La chambre était plongée dans l'obscurité, seulement éclairée par les réverbères de la rue qui projetaient des ombres vacillantes sur les murs. Allongé sur le dos, les bras croisés sous ma tête, je regardais le plafond sans vraiment le voir. Mon esprit était ailleurs, perdu dans un enchevêtrement de pensées qui me tenaient éveillé.

Calista dormait à côté de moi, blottie contre moi comme si elle avait peur que je disparaisse dans la nuit. Son souffle régulier effleurait ma peau, un doux rappel qu'elle était là, qu'elle était en sécurité.

Je n'arrêtais pas de revoir son visage lorsqu'elle avait descendu de sa fenêtre, la peur dans ses yeux, la détresse qu'elle tentait de masquer. Et puis, cette marque sur son arcade... Mon poing se serra instinctivement. J'aurais voulu revenir en arrière, arriver plus tôt, lui éviter tout ça.

Je tournai la tête vers elle, ses traits détendus dans le sommeil, bien loin de l'angoisse qui l'avait hantée ces dernières semaines. Un léger sourire se dessina sur mon visage. Même dans son sommeil, elle était magnifique. Fragile, mais tellement forte à la fois.

Cela me brisait le coeur de voir la fille que j'aime dans un tel état. Comment j'avais pu laisser cela arriver ?

Elle avait de multiples hématomes, les joues creuses, des cernes violacées très marquées, je pouvais deviner à travers les courbes de ses vêtements qu'elle avait perdu beaucoup de poids.

Elle ne méritait pas ça.

Mais elle était en sécurité maintenant. Tout ça est fini.

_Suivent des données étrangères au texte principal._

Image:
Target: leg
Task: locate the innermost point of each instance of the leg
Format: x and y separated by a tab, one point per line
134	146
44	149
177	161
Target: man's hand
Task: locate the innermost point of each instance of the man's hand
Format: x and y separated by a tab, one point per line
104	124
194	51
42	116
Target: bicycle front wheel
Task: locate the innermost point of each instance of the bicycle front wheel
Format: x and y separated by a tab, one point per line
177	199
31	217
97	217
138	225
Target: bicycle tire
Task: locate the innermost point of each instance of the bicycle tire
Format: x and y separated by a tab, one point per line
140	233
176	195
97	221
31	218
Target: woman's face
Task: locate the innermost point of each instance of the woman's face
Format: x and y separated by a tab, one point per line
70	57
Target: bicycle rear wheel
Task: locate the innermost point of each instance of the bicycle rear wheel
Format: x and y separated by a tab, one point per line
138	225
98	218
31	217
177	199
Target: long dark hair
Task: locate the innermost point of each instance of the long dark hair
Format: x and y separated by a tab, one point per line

Maintenant, le chemin vers la guérison risquait d'être long, mais je serais là pour elle, je ne la lâcherais pas. Parce que c'est elle et pas une autre.

Alors que je me replongeais dans mes pensées, un léger gémissement attira mon attention. Calista bougea un peu, son front se plissant légèrement.

— ...Hector ? murmura-t-elle d'une voix ensommeillée.

Je me redressai légèrement sur un coude, glissant une main dans ses cheveux pour la rassurer.

Je suis là, Cali, tout va bien.

Elle cligna des yeux, encore à moitié perdue entre le sommeil et l'éveil, cherchant instinctivement ma présence. Je la sentis se détendre immédiatement lorsque mes bras l'enlacèrent.

T'étais parti... murmura-t-elle faiblement.

Je déposai un baiser sur son front.

Jamais, répondis-je d'une voix douce. Je suis là, et je compte bien rester.